Der Minister des Innern hat die Kleine Anfrage 689 mit Schreiben vom 2. Dezember 2022 namens der Landesregierung im Einvernehmen mit der Ministerin für Kinder, Jugend, Familie, Gleichstellung, Flucht und Integration, dem Minister der Justiz und dem Minister für Bundes-und Europaangelegenheiten, Internationales sowie Medien und Chef der Staatskanzlei beant­wortet.

  1. Wie ist der Sachstand der polizeilichen und staatsanwaltschaftlichen Ermittlungen zu dem oben genannten Vorfall? (Bitte alle Tatverdächtigen, Vorstrafen der Tat­verdächtigen, Straftatbestände, Staatsbürgerschaften der Tatverdächtigen, seit wann die Tatverdächtigen im Besitz der deutschen Staatsbürgerschaft sind, Vor­namen der deutschen Tatverdächtigen und sonstige polizeiliche Erkenntnisse über die Tatverdächtigen nennen.)
  2. Seit wann sind die beiden Syrer im Land?
  3. Über welchen Aufenthaltsstatus verfügen Sie?

Die Fragen 1 bis 3 werden aufgrund des Sachzusammenhangs gemeinsam beantwortet.

Das Ministerium der Justiz hat mir mit Datum vom 14.11.2022 folgenden Beitrag zur Verfügung gestellt:

„Der Generalstaatsanwalt in Köln hat dem Ministerium der Justiz am 11.11.2022 mitgeteilt, dass die Ermittlungen der Staatsanwaltschaft Köln einem Bericht des Leitenden Oberstaats­anwalts in Köln zufolge andauern.
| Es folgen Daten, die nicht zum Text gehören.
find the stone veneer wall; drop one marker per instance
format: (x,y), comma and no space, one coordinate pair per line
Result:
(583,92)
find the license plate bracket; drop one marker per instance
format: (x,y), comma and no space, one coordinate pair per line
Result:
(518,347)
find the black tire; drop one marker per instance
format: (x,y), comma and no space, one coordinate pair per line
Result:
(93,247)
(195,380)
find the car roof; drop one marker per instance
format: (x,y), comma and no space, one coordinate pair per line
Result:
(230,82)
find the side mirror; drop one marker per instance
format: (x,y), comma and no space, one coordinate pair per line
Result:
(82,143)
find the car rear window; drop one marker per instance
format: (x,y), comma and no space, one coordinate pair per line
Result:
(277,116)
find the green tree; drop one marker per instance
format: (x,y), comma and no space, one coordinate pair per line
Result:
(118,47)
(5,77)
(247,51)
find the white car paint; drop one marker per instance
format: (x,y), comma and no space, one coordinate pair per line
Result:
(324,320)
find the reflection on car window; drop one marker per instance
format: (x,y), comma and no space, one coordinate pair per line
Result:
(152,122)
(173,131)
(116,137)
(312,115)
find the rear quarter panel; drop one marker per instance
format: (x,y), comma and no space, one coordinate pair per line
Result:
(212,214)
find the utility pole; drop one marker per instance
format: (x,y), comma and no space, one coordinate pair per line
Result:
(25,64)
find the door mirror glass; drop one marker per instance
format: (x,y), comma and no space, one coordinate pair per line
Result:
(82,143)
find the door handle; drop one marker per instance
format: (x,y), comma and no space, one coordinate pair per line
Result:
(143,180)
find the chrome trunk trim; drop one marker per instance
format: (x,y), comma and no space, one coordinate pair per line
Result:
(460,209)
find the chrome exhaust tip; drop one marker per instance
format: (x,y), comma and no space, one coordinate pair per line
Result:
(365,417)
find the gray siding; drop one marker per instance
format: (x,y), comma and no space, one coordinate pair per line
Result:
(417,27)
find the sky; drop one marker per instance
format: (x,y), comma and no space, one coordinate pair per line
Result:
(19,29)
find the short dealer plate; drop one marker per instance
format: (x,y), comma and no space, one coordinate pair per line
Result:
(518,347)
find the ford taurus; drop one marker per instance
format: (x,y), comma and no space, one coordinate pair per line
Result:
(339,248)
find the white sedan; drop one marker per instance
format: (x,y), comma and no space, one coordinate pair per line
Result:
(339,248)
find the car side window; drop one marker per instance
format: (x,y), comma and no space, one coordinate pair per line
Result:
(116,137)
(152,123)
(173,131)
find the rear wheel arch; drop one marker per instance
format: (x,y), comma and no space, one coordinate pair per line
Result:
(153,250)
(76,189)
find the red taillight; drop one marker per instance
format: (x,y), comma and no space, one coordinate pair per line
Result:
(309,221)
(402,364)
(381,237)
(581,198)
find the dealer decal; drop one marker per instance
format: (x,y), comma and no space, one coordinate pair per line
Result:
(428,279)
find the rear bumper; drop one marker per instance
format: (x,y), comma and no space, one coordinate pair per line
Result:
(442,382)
Sie richten sich gegen zwei 22- bzw. 25-jährige syrische Staatsangehörige. Die Erzielung von Erkenntnissen zu deren Vorstrafen und der Dauer ihres inländischen Aufenthaltes sei unter anderem Gegenstand der andauernden Ermittlungen.“

  1. Was tut die Landesregierung, um muslimisch motivierten und/oder dem Israel-Palästina-Konflikt entspringenden Antisemitismus zu verhindern?

Die Landesregierung setzt sich gegen jede Form von Antisemitismus ein. So fördert und un­terstützt sie eine Vielzahl an Programmen, Projekten und Maßnahmen im Bereich der Antise-mitismusprävention. In diesem komplexen und sensiblen Themenfeld agieren die unterschied­lichen Akteurinnen und Akteure interdisziplinär und ressortübergreifend. Durch Wissensver­mittlung und Aufklärung wird die Bevölkerung so sensibilisiert und über bestehende Hilfs- und Unterstützungsangebote informiert.

Da Antisemitismus in verschiedenen Phänomenbereichen (Religiöse Ideologie, Rechts, Aus­ländische Ideologie, Links) vorkommt und nicht immer eindeutig zuzuordnen ist, sind die Pro­gramme und Projekte regelmäßig bereichsübergreifend ausgerichtet. Insgesamt ist festzuhal­ten, dass die nordrhein-westfälischen Programme, Projekte und Maßnahmen im Bereich der Antisemitismusprävention vielfältig, flächendeckend und teils auf unterschiedliche Zielgruppen zugeschnitten sind.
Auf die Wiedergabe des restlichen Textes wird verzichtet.